- Stateful inspection firewall with DoS protection
- Multiple NAT modes for multiple WAN IP sharing
- Time based content filtering
- Decent speed

- No port range forwarding
- Still need Telnet interface for some features

Updates

10/17/01 - New V3.50(WA.0) firmware upgrade available that adds support for IPSec VPN.

9/21/01 - Added Content Filtering feature info.

The Basics

• Power

• System

• 100Mbps, Link/Activity, for LAN ports

• Link/Activity  for the WAN por

• One RJ45 10BaseT for the WAN

• One RJ45 auto sensing 10/100BaseT LAN

• Power

• Console (9p female D serial port)

• printed User Guide

• Read Me First sheet

• Documentation CD

• one normal UTP cable

• one crossover UTP cable

• DB-9M to DB25F/DB-9F serial "Y" cable

• NO Hardware Reset switch

• Has Uplink or Normal / Crossover switch for LAN Port

Introduction

ZyXEL's ZyWALL 10 is a moderately priced, full featured stateful inspection based firewall. It also supports five different NAT modes (Multi-NAT) that advanced users with multiple IP addresses will find handy.  But the User Interface, although improved, still doesn't provide access to all features, and you may find the port forwarding features too limited...

Setup and Basic Features

The ZyWALL 10 is pretty much the same product as the Prestige 312 that I reviewed about a year ago, with the following differences:

• Schedulable Content Filtering has been added

• Redesigned user interface

• Slightly smaller physical package

The new user interface drops the two Windows-based "PNC" applications that were used as the primary administration tools on the P312, replacing them with browser-based admin screens.  These screens (see the examples below) give access to many, but not all of the 10's features, so you'll still need to use the Telnet interface to access the others. Since firmware upgrading can be done via FTP or TFTP, the result of all these changes is that the ZyWALL 10 is no longer limited to Windows-only administration for users who aren't happy with a Telnet only user interface.

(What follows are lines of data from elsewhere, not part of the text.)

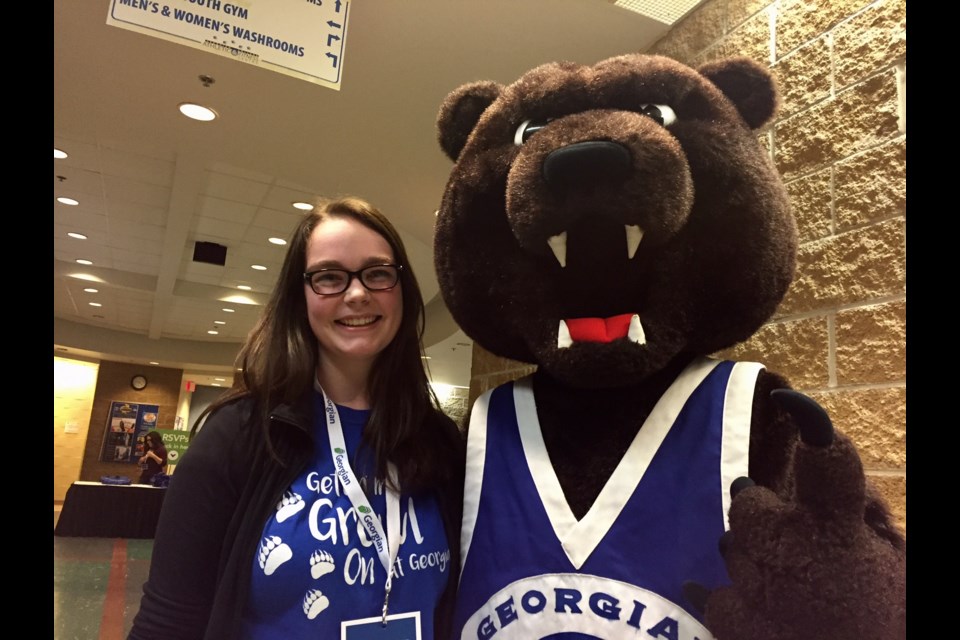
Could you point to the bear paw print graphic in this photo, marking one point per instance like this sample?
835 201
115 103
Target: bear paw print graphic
289 505
314 603
273 553
321 563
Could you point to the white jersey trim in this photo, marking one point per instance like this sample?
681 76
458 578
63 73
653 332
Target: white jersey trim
737 413
580 538
473 474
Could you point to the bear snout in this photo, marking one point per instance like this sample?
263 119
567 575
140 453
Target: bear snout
587 163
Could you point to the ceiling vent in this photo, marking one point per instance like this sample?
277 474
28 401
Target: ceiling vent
210 253
668 12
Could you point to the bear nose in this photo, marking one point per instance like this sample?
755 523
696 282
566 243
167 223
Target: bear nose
587 163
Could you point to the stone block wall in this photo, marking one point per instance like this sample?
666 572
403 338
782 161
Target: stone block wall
839 142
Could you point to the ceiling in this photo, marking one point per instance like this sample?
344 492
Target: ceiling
151 183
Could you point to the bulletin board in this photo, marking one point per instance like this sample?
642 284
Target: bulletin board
127 423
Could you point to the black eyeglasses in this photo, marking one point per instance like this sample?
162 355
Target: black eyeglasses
376 277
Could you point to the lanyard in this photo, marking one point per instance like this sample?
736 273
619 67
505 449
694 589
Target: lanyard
386 542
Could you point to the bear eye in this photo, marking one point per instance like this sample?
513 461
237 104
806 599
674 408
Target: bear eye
659 112
526 129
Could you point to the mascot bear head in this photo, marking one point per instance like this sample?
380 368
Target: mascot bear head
603 220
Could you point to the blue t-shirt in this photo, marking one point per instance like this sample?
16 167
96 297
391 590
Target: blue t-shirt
316 566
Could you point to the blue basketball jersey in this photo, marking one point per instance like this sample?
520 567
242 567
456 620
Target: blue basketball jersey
316 566
532 571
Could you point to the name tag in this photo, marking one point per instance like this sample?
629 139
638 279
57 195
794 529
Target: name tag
400 626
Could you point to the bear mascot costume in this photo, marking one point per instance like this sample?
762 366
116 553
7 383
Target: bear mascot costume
616 225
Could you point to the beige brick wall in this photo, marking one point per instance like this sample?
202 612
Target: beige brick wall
74 382
840 143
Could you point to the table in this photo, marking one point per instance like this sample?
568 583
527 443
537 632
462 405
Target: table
93 509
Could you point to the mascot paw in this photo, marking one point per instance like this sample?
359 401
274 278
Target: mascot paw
807 565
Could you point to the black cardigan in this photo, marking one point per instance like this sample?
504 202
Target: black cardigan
224 489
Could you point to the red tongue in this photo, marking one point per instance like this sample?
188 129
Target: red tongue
599 329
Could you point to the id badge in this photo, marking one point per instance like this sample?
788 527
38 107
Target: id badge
400 626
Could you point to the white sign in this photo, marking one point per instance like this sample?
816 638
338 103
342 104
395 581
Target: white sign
301 38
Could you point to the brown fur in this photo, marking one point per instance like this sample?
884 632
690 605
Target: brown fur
811 553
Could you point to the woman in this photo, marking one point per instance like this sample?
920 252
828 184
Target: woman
154 461
268 527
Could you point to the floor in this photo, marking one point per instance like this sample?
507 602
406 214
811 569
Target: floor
97 585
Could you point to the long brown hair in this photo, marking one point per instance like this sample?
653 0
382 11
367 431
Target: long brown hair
278 361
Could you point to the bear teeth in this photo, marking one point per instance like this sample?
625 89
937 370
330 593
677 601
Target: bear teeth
634 235
558 243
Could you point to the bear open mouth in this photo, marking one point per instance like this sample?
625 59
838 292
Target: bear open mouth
558 243
625 325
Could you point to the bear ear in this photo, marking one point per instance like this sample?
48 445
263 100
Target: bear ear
460 112
748 84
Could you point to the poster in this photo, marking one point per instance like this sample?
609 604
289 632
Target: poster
176 441
302 39
127 423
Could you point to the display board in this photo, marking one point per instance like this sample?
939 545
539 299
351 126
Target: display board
127 423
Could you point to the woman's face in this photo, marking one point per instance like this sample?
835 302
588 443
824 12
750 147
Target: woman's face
352 327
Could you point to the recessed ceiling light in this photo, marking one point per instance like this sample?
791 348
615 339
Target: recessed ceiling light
86 276
197 112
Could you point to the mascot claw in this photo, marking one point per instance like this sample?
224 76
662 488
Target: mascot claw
816 428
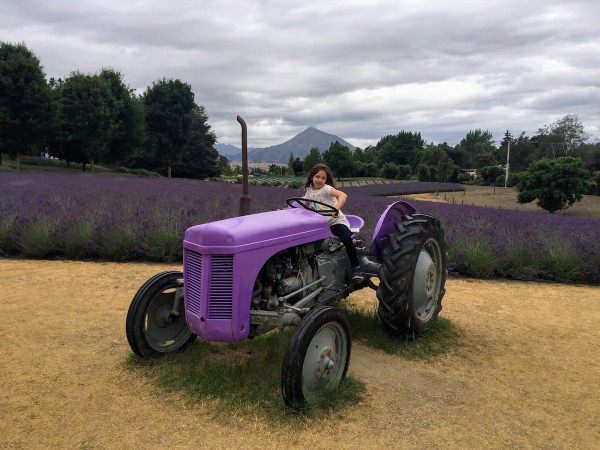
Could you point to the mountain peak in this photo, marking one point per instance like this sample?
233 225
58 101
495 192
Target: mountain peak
300 145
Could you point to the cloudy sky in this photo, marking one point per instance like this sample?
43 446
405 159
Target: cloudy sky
357 69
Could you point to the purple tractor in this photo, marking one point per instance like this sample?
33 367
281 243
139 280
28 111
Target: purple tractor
245 276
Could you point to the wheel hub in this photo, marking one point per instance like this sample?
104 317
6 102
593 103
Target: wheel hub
162 317
426 283
325 364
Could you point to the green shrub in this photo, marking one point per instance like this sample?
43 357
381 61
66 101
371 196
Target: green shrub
477 258
78 240
519 263
118 243
563 263
138 172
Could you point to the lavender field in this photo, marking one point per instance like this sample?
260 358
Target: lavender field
111 217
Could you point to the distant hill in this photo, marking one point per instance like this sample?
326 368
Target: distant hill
299 145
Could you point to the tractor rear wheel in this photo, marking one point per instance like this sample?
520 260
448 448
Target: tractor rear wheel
412 276
316 357
153 326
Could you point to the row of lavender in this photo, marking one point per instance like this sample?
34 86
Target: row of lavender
124 217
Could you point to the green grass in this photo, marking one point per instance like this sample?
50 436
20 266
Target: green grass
245 377
443 336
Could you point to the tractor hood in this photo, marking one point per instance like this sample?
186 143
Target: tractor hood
257 230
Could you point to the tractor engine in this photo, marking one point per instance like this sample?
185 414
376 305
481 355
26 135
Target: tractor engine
284 273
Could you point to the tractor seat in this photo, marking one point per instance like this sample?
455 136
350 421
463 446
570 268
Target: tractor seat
356 223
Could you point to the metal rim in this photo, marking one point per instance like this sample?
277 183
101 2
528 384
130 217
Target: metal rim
325 358
163 332
428 279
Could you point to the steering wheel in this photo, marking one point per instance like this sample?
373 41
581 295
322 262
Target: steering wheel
328 211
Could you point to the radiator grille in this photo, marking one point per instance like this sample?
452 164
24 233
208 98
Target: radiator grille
193 282
220 297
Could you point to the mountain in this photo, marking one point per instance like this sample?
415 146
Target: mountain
300 145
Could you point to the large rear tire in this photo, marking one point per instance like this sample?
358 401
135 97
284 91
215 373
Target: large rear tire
317 356
412 276
152 328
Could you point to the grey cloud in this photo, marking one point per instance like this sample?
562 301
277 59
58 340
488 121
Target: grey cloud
352 68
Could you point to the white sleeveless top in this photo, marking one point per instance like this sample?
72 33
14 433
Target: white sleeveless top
324 195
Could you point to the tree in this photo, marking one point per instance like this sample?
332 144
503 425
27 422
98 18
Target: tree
569 131
25 102
128 128
479 148
522 152
168 108
86 118
555 183
199 159
313 157
389 170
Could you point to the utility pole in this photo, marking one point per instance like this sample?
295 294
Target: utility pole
507 164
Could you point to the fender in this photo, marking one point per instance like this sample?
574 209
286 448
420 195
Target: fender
217 306
385 225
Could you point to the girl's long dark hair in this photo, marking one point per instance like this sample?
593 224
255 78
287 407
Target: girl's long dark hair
316 168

The router default configuration has the WAN set to be a DHCP client and the LAN DHCP server enabled,  so many users will just be able to plug and go. It also comes set to 192.168.1.1 and a default password, which you should change as soon as possible, since it's commonly known!

You can manually set the WAN port information or have it act as a DHCP client and obtain everything automatically.  It can handle "host name" authentication (like @Home uses), the RoadRunner TAS Authentication methods, and allow you to set the WAN interface MAC address equal to that of a NIC connected to the LAN side.  This last method will help AT&T Broadband users whose service is tied to a specific NIC avoid having to call in their new MAC address.

On the LAN side, you can set the starting IP and range of addresses that the DHCP server will hand out (up to a max of 32 addresses), or disable it and assign your IP info manually. Note that the DHCP server will also hand out Domain information if you've entered it, a handy feature for @Home users.

The PPPoE setup allows you to enter your account login information and set an idle timeout.  The User name can be up to 45 characters long.

Remote Administration

For remote administration, you can Telnet into the "Manager Interface" from the WAN side, after you establish a Firewall policy to allow Telnet sessions from the WAN (more on this later).  You can also use the Web admin pages from the WAN, after establishing a SUA server (forwarding port 80) to 192.168.1.1 and establishing a Firewall policy to allow HTTP access.

The router allows only one login at a time, whether via the web, Telnet interface, or PNC application.  Access via either interface times out after 5 minutes.

If you want to change either the timeout, or set a "trusted IP address" that will be the only address allowed to connect via the 10's WAN side, you'll need to access the Telnet manager.